Mari knows that one of the biggest mistakes that companies make is considering social media to be a “young person’s game” and passing those duties to interns or assistants. The problem with that is that interns don’t have a true understanding of the company’s “voice.”

“Customers,” Mari says, “want to interact with the brand and are disappointed when they end up talking to people who don’t really know the voice of the brand.”

She uses Halekulani Corporations as an example. There are two hotels that are under the umbrella of this corporation. One is the Halekulani and the other is the Waikiki Parc Hotel. Even though these two hotels fall under the same umbrella of management and ownership, their clientele and “brands” are very different.

The Halekulani caters mostly to an older generation; it’s for people who can afford to splurge for the luxury of the hotel. The Waikiki Parc Hotel on the other hand is for people looking to have the experience of staying in Waikiki but who don’t need the extreme luxury that would cost them a lot more.

Mari’s understanding of these differences makes her an all-star when writing content for the separate websites, working with advertisers for each hotel, creating separate email/marketing campaigns, and engaging with the different guests on social media.
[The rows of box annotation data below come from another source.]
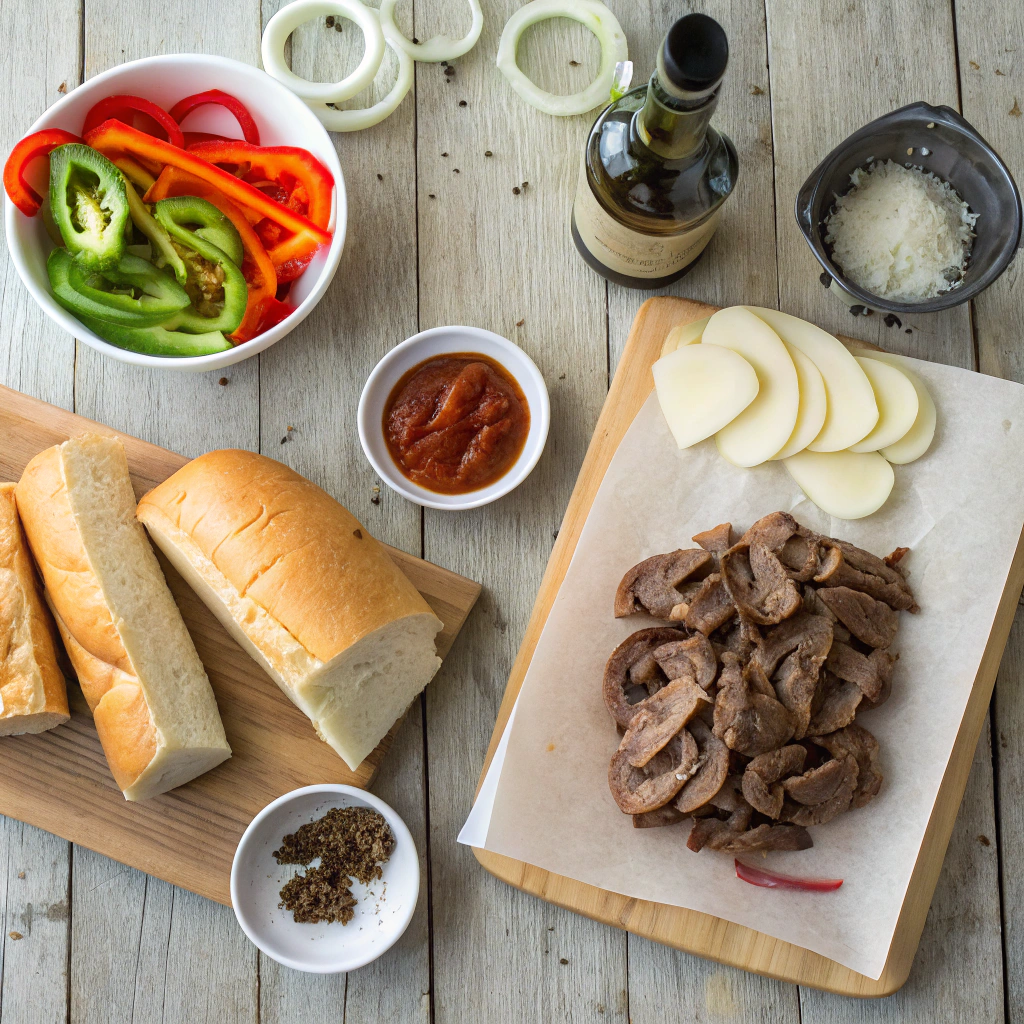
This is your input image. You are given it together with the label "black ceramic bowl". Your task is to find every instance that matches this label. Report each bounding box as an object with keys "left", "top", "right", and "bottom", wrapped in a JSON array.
[{"left": 797, "top": 103, "right": 1021, "bottom": 313}]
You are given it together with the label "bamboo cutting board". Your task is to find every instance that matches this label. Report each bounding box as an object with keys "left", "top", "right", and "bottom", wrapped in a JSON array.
[
  {"left": 0, "top": 387, "right": 480, "bottom": 904},
  {"left": 474, "top": 296, "right": 1024, "bottom": 996}
]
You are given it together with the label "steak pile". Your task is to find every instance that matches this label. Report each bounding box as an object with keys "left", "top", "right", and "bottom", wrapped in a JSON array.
[{"left": 604, "top": 512, "right": 919, "bottom": 853}]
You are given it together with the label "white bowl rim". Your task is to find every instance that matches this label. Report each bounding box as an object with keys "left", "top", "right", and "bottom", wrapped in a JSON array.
[
  {"left": 3, "top": 53, "right": 348, "bottom": 372},
  {"left": 356, "top": 325, "right": 551, "bottom": 512},
  {"left": 230, "top": 782, "right": 420, "bottom": 974}
]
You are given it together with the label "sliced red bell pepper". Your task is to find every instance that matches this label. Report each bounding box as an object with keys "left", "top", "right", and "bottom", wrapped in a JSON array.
[
  {"left": 170, "top": 89, "right": 259, "bottom": 145},
  {"left": 3, "top": 128, "right": 82, "bottom": 217},
  {"left": 86, "top": 121, "right": 331, "bottom": 258},
  {"left": 82, "top": 95, "right": 185, "bottom": 150},
  {"left": 145, "top": 167, "right": 278, "bottom": 342},
  {"left": 735, "top": 858, "right": 843, "bottom": 893},
  {"left": 182, "top": 139, "right": 334, "bottom": 228}
]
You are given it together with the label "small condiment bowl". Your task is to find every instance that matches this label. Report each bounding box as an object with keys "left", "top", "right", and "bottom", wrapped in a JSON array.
[
  {"left": 231, "top": 783, "right": 420, "bottom": 974},
  {"left": 796, "top": 102, "right": 1021, "bottom": 313},
  {"left": 358, "top": 327, "right": 551, "bottom": 509}
]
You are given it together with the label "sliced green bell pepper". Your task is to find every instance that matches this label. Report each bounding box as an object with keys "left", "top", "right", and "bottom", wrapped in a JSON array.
[
  {"left": 78, "top": 314, "right": 232, "bottom": 357},
  {"left": 125, "top": 180, "right": 188, "bottom": 285},
  {"left": 46, "top": 249, "right": 190, "bottom": 327},
  {"left": 156, "top": 196, "right": 245, "bottom": 266},
  {"left": 153, "top": 196, "right": 249, "bottom": 334},
  {"left": 50, "top": 142, "right": 129, "bottom": 269}
]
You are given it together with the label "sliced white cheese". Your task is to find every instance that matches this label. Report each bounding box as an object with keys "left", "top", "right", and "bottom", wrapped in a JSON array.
[
  {"left": 850, "top": 355, "right": 920, "bottom": 452},
  {"left": 651, "top": 345, "right": 759, "bottom": 447},
  {"left": 745, "top": 306, "right": 879, "bottom": 452},
  {"left": 783, "top": 452, "right": 896, "bottom": 519},
  {"left": 700, "top": 306, "right": 800, "bottom": 466},
  {"left": 775, "top": 342, "right": 828, "bottom": 459},
  {"left": 662, "top": 316, "right": 711, "bottom": 355},
  {"left": 863, "top": 350, "right": 937, "bottom": 466}
]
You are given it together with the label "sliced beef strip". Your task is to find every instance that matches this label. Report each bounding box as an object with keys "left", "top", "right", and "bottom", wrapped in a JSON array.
[
  {"left": 620, "top": 679, "right": 711, "bottom": 768},
  {"left": 614, "top": 548, "right": 714, "bottom": 620},
  {"left": 682, "top": 572, "right": 736, "bottom": 636},
  {"left": 686, "top": 809, "right": 814, "bottom": 853},
  {"left": 722, "top": 541, "right": 801, "bottom": 626},
  {"left": 751, "top": 611, "right": 833, "bottom": 739},
  {"left": 817, "top": 587, "right": 899, "bottom": 647},
  {"left": 674, "top": 718, "right": 729, "bottom": 814},
  {"left": 715, "top": 653, "right": 793, "bottom": 757},
  {"left": 654, "top": 633, "right": 718, "bottom": 690},
  {"left": 811, "top": 722, "right": 883, "bottom": 807},
  {"left": 633, "top": 804, "right": 686, "bottom": 828},
  {"left": 692, "top": 522, "right": 735, "bottom": 565},
  {"left": 780, "top": 755, "right": 859, "bottom": 826},
  {"left": 806, "top": 669, "right": 864, "bottom": 735},
  {"left": 608, "top": 724, "right": 700, "bottom": 814},
  {"left": 604, "top": 626, "right": 685, "bottom": 729},
  {"left": 814, "top": 538, "right": 919, "bottom": 611},
  {"left": 817, "top": 641, "right": 896, "bottom": 704},
  {"left": 742, "top": 743, "right": 807, "bottom": 818}
]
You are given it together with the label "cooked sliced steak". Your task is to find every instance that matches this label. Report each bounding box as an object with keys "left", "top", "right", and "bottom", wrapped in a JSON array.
[
  {"left": 715, "top": 653, "right": 793, "bottom": 757},
  {"left": 722, "top": 541, "right": 801, "bottom": 626},
  {"left": 608, "top": 724, "right": 700, "bottom": 814},
  {"left": 682, "top": 572, "right": 736, "bottom": 636},
  {"left": 817, "top": 640, "right": 896, "bottom": 704},
  {"left": 604, "top": 626, "right": 685, "bottom": 729},
  {"left": 742, "top": 743, "right": 807, "bottom": 818},
  {"left": 614, "top": 548, "right": 714, "bottom": 620},
  {"left": 674, "top": 718, "right": 729, "bottom": 814},
  {"left": 814, "top": 538, "right": 918, "bottom": 611},
  {"left": 812, "top": 722, "right": 883, "bottom": 807},
  {"left": 654, "top": 633, "right": 718, "bottom": 689},
  {"left": 818, "top": 587, "right": 899, "bottom": 647}
]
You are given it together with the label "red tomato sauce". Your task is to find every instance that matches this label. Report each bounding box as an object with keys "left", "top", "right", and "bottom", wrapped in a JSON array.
[{"left": 383, "top": 352, "right": 529, "bottom": 495}]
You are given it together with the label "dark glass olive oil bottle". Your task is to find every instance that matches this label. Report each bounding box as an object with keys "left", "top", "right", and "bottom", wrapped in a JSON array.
[{"left": 572, "top": 14, "right": 738, "bottom": 288}]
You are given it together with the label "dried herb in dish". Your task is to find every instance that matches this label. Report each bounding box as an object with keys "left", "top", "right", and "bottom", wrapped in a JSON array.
[{"left": 273, "top": 807, "right": 394, "bottom": 925}]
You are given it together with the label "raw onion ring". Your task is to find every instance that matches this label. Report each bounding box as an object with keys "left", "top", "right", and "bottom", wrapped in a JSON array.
[
  {"left": 260, "top": 0, "right": 384, "bottom": 103},
  {"left": 380, "top": 0, "right": 483, "bottom": 63},
  {"left": 306, "top": 8, "right": 416, "bottom": 131},
  {"left": 498, "top": 0, "right": 628, "bottom": 117}
]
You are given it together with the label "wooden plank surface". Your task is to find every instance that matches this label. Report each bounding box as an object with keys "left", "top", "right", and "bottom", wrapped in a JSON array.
[
  {"left": 0, "top": 389, "right": 479, "bottom": 903},
  {"left": 0, "top": 0, "right": 1024, "bottom": 1024},
  {"left": 474, "top": 297, "right": 1024, "bottom": 996}
]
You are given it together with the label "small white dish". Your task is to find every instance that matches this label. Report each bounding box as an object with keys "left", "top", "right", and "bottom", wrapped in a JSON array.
[
  {"left": 3, "top": 53, "right": 348, "bottom": 371},
  {"left": 358, "top": 327, "right": 551, "bottom": 509},
  {"left": 231, "top": 783, "right": 420, "bottom": 974}
]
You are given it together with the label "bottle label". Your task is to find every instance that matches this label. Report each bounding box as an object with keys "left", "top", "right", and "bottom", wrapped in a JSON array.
[{"left": 572, "top": 168, "right": 719, "bottom": 280}]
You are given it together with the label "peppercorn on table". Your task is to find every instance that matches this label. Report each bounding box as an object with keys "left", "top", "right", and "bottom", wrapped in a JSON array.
[{"left": 0, "top": 0, "right": 1024, "bottom": 1024}]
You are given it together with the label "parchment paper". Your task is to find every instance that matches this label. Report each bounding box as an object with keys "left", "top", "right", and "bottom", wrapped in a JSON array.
[{"left": 475, "top": 360, "right": 1024, "bottom": 979}]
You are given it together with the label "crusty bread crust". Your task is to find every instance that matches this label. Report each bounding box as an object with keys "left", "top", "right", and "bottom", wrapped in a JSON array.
[
  {"left": 16, "top": 435, "right": 230, "bottom": 800},
  {"left": 0, "top": 483, "right": 70, "bottom": 736},
  {"left": 138, "top": 450, "right": 439, "bottom": 663}
]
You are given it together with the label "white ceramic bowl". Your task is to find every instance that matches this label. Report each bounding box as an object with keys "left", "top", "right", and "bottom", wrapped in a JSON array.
[
  {"left": 4, "top": 53, "right": 347, "bottom": 370},
  {"left": 358, "top": 327, "right": 551, "bottom": 509},
  {"left": 231, "top": 783, "right": 420, "bottom": 974}
]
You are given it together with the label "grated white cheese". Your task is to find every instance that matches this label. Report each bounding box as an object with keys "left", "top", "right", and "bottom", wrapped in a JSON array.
[{"left": 825, "top": 160, "right": 978, "bottom": 302}]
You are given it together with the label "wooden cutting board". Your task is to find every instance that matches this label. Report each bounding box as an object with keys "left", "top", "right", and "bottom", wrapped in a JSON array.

Social media is influencing the world in a big way. Now when you’re planning a trip you can tweet at different hotels or restaurants and get help and information. That’s a whole new realm of customer service and Mari is prepared and excited to be involved.

“Just two years ago the industry was so far behind,” Mari says, “the timing was right for me to get the position when I did.”

But it was more than just timing. It was Mari’s ability to recognize and accept her changing aspirations. She didn’t hold onto her original goal just because it was “her dream.” She grew up, experienced different things, and followed the new dream that was created along the way.

Homework time! Feeling stressed thinking about your future? Take a moment to breathe, relax, and stay calm. Then, write down things that interest you. Try out the “mind-map” technique (we like Jenny Blake’s description and example found here.)

Afterwards, start looking into all of the different career possibilities that relate to your interests. There’s more out there than you think. Try out Explore. Use the smileys to start narrowing down your job lists. Once you find jobs that interest you, start really exploring companies that work within the realm of that field.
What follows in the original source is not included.